This exercise will require building a set of classes in separate files, within a visible package, say, package karel. It will define infrastructure to make it easy to incorporate strategies into robot programs. These classes won't be robots, but can be used by robots and are often features (fields) of robot classes. Strategies and Decorators are discussed in Chapter 4, including how to build up a list of decorators to "remember" a chain of actions for execution later.
The first file contains only an interface:
package karel;
import kareltherobot.UrRobot;
public interface UrRobotStrategy {
public void doIt(UrRobot robot);
}
Strategies "execute" via their doIt method applied to a robot. Initially we will restrict it to actions avaiable to all UrRobots, but it can be extended later.

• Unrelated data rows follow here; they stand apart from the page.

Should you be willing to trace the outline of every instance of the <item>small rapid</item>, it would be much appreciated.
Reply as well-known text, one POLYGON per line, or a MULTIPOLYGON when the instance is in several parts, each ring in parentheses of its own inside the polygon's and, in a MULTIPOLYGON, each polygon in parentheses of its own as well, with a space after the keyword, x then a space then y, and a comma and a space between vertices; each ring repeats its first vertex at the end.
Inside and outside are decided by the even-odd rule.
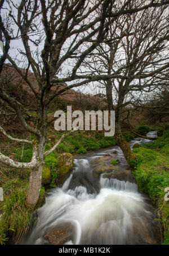
MULTIPOLYGON (((157 135, 150 133, 147 135, 157 135)), ((132 148, 135 143, 150 142, 138 138, 130 144, 132 148)), ((69 177, 61 188, 51 189, 37 215, 33 228, 21 243, 161 242, 158 223, 154 220, 155 210, 147 196, 139 192, 135 177, 118 146, 77 156, 69 177), (117 170, 109 164, 112 157, 119 161, 117 170), (105 171, 102 171, 101 164, 106 168, 105 171), (62 234, 62 239, 57 232, 62 234), (55 237, 52 242, 51 237, 55 237)))

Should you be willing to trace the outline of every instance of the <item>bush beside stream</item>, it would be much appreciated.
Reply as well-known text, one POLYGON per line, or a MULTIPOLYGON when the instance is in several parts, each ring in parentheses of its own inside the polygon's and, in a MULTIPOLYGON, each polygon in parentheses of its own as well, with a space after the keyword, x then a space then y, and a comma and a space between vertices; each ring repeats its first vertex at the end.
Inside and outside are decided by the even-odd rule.
POLYGON ((169 187, 169 130, 153 142, 133 151, 137 155, 133 164, 139 188, 149 194, 157 207, 164 231, 163 244, 169 244, 169 201, 164 200, 164 189, 169 187))

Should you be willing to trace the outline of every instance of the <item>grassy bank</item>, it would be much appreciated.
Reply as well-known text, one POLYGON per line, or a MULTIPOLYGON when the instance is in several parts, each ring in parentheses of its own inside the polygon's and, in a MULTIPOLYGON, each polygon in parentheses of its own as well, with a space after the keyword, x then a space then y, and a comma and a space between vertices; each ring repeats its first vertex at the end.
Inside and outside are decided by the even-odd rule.
POLYGON ((137 155, 133 164, 139 188, 149 194, 157 207, 163 228, 163 244, 169 244, 169 201, 164 200, 164 189, 169 187, 169 130, 150 144, 133 151, 137 155))
MULTIPOLYGON (((63 134, 63 133, 56 132, 53 129, 49 133, 51 139, 46 145, 46 151, 51 148, 63 134)), ((128 141, 134 138, 130 134, 124 136, 128 141)), ((0 145, 3 148, 3 153, 15 160, 28 162, 31 160, 32 149, 29 144, 15 143, 4 137, 0 141, 0 145)), ((56 158, 60 154, 64 152, 84 153, 114 145, 116 145, 116 142, 114 137, 105 137, 104 133, 101 133, 89 131, 68 136, 45 159, 45 170, 50 169, 52 176, 54 175, 51 187, 55 186, 54 181, 56 178, 56 170, 53 171, 57 169, 58 163, 56 158)), ((26 232, 31 224, 32 213, 35 209, 28 209, 25 205, 29 176, 28 170, 19 170, 1 165, 0 187, 3 189, 4 201, 0 201, 0 244, 8 242, 8 238, 11 237, 17 240, 22 234, 26 232)), ((42 205, 45 197, 45 190, 42 186, 41 198, 36 208, 42 205)))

This simplest strategy does nothing when invoked. It is often how we start a chain of decorators.
package karel;
import kareltherobot.UrRobot;
public class NullStrategy implements UrRobotStrategy {
@Override
public void doIt(UrRobot robot) {
// Nothing
}
public UrRobotStrategy decorated() {
return this;
}
}
Decorator is an abstract class that isn't instantiated, since it, too, does nothing. It is the concrete subclasses that hold robot actions.
package karel;
public abstract class Decorator extends NullStrategy {
private UrRobotStrategy decorated;
public Decorator(UrRobotStrategy strategy) {
decorated = strategy;
}
public UrRobotStrategy decorated() {
return decorated;
}
}
What we want to build is a set of decorator classes, each of which only performs a single simple UrRobot action that might be useful in several contexts. For example:
package karel;
import kareltherobot.UrRobot;
public class MoveDecorator extends Decorator {
public MoveDecorator(UrRobotStrategy strategy) {
super(strategy);
}
@Override
public void doIt(UrRobot robot) {
robot.move();
decorated().doIt(robot);
}
}
We will also want similar decorators for other common actions: TurnLeftDecorator, TurnRightDecorator, TurnAroundDecorator, PickBeeperDecorator, PutBeeperDecorator, MoveDecorator and possibly one or two others. The author hasn't found any use for a TurnOffDecorator, however, but it is easy to build.
Note that the MoveDecorator sends the move message to its argument, a robot, prior to invoking the doIt method of the decorated strategy. This implies that if you build up a chain of decorators the last one added will be the first one that acts.